Vartikar J V, Draper D E
Department of Chemistry, Johns Hopkins University, Baltimore, MD 21218.
J Mol Biol. 1989 Sep 20;209(2):221-34. doi: 10.1016/0022-2836(89)90274-x.
The region of the Escherichia coli 16 S ribosomal RNA recognized by the ribosomal protein S4 has been defined by assaying a set of 13 16 S rRNA fragments for S4 binding. The fragments were prepared by transcription in vitro, and binding constants were measured in three ways: retention of labeled RNA fragments on nitrocellulose filters by S4; co-sedimentation of labeled S4 with RNA fragments in sucrose gradients; and the distribution of labeled S4 between two RNAs of different sizes in a sucrose gradient. All three methods gave similar relative binding strengths for a variety of 16 S rRNA and non-specific (23 S rRNA) sequences, with the exception of two of the largest 16 S rRNA fragments; these gave smaller association constants in the filter retention assay than in the other methods. We found that specific complexes of S4 with these larger RNAs do not bind well to filters, leaving non-specific complexes to dominate the assay. Specific complexes with RNAs less than or equal to 891 nucleotides were retained efficiently by S4 on filters, and gave reliable binding constants. All 16 S rRNA fragments containing nucleotides 39 to 500 bound S4 with the same affinity as intact 16 S rRNA, while all fragments with endpoints within 39 to 500 bound at least tenfold more weakly. This sequence must be able to fold independently of the rest of the rRNA. Comparison of this minimal 462-nucleotide S4 binding site with S4 footprinting results suggests that S4 binding might alter the conformations of RNA neighboring the 39 to 500 region in the intact 16 S rRNA. Specific S4-rRNA binding is not sensitive to KCl concentration, but a more normal salt dependence is seen in K2SO4 (delta logK/delta log[K+] approximately -3.3). This duplicates the behavior of the specific S4-alpha mRNA translational repression complex, arguing that S4 recognizes both the mRNA and rRNA substrates by the same mechanism. Mg2+ is not required to form the specific rRNA complex, at least under conditions which stabilize RNA structure (0.35 M-KCl, 5 degrees C).

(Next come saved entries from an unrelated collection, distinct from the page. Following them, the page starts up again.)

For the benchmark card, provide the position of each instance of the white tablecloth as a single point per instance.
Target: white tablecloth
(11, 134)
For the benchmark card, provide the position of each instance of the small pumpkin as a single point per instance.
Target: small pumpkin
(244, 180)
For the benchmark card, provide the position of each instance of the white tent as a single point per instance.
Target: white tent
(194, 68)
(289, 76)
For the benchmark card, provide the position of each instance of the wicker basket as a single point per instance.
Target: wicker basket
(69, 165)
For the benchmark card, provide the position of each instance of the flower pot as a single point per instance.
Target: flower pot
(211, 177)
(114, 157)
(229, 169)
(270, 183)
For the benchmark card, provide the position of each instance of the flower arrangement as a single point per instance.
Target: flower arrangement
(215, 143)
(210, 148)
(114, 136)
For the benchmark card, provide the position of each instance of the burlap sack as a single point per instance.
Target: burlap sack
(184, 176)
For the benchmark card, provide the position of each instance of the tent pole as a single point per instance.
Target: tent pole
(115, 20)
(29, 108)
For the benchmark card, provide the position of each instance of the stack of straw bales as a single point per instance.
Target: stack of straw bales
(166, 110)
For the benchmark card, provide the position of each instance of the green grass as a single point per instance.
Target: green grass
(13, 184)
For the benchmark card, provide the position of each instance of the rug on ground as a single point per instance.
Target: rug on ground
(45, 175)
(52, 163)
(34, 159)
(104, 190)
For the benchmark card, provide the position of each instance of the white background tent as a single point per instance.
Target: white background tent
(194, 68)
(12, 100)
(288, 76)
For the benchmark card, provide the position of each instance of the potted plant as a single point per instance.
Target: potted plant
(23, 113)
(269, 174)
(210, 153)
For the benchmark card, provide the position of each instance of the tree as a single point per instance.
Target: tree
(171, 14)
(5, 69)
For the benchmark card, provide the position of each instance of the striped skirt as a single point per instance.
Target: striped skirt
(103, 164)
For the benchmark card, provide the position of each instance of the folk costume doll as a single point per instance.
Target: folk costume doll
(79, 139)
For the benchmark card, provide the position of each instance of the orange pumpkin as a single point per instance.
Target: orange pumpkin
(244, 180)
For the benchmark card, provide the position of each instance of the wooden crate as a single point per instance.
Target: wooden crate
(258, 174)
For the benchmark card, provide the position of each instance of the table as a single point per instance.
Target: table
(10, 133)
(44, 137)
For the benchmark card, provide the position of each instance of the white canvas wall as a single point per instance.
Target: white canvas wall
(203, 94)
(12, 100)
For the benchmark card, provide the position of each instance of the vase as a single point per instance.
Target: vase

通过检测一组13个16S rRNA片段与核糖体蛋白S4的结合,确定了大肠杆菌16S核糖体RNA中被核糖体蛋白S4识别的区域。这些片段通过体外转录制备,结合常数通过三种方法测量:标记的RNA片段被S4保留在硝酸纤维素滤膜上;标记的S4与RNA片段在蔗糖梯度中共沉降;以及标记的S4在蔗糖梯度中在两种不同大小的RNA之间的分布。除了两个最大的16S rRNA片段外,所有这三种方法对各种16S rRNA和非特异性(23S rRNA)序列都给出了相似的相对结合强度;在滤膜保留试验中,这两个片段给出的缔合常数比其他方法中的小。我们发现S4与这些较大RNA的特异性复合物不能很好地结合到滤膜上,导致非特异性复合物在试验中占主导。S4能有效地将与小于或等于891个核苷酸的RNA形成的特异性复合物保留在滤膜上,并给出可靠的结合常数。所有包含核苷酸39至500的16S rRNA片段与完整的16S rRNA以相同的亲和力结合S4,而所有端点在39至500范围内的片段结合强度至少弱十倍。该序列必须能够独立于rRNA的其余部分折叠。将这个最小的462个核苷酸的S4结合位点与S4足迹分析结果进行比较表明,S4结合可能会改变完整16S rRNA中39至500区域附近RNA的构象。特异性的S4-rRNA结合对KCl浓度不敏感,但在K2SO4中观察到更正常的盐依赖性(δlogK/δlog[K+]约为-3.3)。这与特异性的S4-α mRNA翻译抑制复合物的行为一致,表明S4通过相同的机制识别mRNA和rRNA底物。至少在稳定RNA结构的条件下(0.35 M-KCl,5℃),形成特异性rRNA复合物不需要Mg2+。